Alongside is also the question of "what do I want to do with my career". It's a useful question for both the medium term and the long term. For the medium term, within OpenStack, I have an irresistible desire to be involved in and engaged with politics and governance. Not because I like it, but because I can't help myself.
Longer term I have some concerns about how long I can go go on being a teenager developer. My career is somewhat in reverse. I used to be a "director" and now I prefer to be "just a dev". It would be useful to move back in the direction of director for the sake of income and longevity, if the situation was interesting enough. I can be good at it, but I'm not sure I want to be, and I'm not sure the current environments are oriented to my text-based approach to things.

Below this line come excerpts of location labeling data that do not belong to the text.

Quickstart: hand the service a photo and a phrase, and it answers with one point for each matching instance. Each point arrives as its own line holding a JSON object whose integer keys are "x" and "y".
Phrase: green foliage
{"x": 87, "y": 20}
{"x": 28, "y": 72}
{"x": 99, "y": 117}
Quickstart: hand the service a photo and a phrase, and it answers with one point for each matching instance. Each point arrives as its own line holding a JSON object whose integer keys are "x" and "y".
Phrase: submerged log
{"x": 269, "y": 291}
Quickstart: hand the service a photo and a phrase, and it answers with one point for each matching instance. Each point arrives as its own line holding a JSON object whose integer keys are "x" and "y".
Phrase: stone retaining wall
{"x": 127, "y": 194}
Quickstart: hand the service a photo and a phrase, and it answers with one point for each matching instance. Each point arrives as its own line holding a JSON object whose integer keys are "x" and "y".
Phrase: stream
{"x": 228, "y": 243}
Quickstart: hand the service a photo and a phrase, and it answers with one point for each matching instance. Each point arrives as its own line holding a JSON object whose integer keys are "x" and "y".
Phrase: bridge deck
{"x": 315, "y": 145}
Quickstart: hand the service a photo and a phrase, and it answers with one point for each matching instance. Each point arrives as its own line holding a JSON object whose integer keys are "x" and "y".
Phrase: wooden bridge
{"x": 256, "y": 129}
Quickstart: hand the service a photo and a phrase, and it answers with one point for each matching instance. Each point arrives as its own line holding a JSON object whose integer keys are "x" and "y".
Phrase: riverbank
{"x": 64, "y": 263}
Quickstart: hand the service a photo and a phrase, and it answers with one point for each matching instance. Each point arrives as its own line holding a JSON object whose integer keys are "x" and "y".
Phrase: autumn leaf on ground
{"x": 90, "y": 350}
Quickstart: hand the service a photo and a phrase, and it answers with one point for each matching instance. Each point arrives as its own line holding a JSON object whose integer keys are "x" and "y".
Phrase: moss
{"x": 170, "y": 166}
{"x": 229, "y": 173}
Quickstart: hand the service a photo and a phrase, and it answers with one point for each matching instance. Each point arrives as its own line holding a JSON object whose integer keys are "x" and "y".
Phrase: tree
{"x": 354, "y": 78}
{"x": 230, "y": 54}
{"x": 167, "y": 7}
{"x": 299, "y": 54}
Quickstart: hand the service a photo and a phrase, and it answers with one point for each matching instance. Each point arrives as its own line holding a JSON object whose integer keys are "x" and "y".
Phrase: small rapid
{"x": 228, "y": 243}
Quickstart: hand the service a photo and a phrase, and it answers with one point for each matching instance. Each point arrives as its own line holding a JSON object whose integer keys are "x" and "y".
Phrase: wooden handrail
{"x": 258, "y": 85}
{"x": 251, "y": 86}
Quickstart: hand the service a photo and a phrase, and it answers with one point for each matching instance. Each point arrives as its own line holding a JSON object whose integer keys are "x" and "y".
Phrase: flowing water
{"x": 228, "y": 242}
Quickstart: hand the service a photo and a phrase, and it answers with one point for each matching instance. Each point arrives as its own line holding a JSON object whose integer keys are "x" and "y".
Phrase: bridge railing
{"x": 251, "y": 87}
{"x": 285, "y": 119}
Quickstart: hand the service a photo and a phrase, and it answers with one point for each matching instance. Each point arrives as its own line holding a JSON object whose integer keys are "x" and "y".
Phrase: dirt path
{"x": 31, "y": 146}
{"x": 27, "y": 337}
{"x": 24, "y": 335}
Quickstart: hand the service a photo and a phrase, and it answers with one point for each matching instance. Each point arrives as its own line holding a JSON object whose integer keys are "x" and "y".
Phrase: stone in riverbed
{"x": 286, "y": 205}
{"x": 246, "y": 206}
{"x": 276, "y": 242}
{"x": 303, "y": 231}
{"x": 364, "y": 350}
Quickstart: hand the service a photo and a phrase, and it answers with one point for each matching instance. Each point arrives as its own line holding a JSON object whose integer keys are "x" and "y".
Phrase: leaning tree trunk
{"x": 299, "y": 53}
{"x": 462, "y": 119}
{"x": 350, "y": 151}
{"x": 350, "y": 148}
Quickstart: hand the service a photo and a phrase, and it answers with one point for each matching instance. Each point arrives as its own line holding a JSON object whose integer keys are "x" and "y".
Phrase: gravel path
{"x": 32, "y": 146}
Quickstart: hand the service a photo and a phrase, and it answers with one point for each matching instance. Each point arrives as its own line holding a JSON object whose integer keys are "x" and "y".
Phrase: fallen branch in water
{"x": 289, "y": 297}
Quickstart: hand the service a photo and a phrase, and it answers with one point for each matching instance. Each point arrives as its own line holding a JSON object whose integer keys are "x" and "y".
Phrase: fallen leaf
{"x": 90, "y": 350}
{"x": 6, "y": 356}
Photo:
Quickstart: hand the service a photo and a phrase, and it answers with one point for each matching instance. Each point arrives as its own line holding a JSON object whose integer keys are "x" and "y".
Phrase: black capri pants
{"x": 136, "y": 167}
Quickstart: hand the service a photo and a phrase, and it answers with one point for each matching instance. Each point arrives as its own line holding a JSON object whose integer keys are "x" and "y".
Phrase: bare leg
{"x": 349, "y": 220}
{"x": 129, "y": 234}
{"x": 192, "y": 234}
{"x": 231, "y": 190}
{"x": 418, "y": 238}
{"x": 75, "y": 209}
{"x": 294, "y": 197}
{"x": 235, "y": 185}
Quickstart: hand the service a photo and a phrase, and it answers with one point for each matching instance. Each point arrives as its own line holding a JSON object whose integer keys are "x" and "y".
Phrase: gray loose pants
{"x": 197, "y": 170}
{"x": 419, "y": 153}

From a pragmatic standpoint it would be useful to know more about hypervisors, containers and networking concepts. I used to know networking very well but it has become very complicated in the last several years with all the tunnelling and broadcast domain jiggery pokery.
Even at my great age it would be useful to have some mentoring in terms of career direction. I pretty much want to be an available smart dude who sees the gaps and helps to fill them.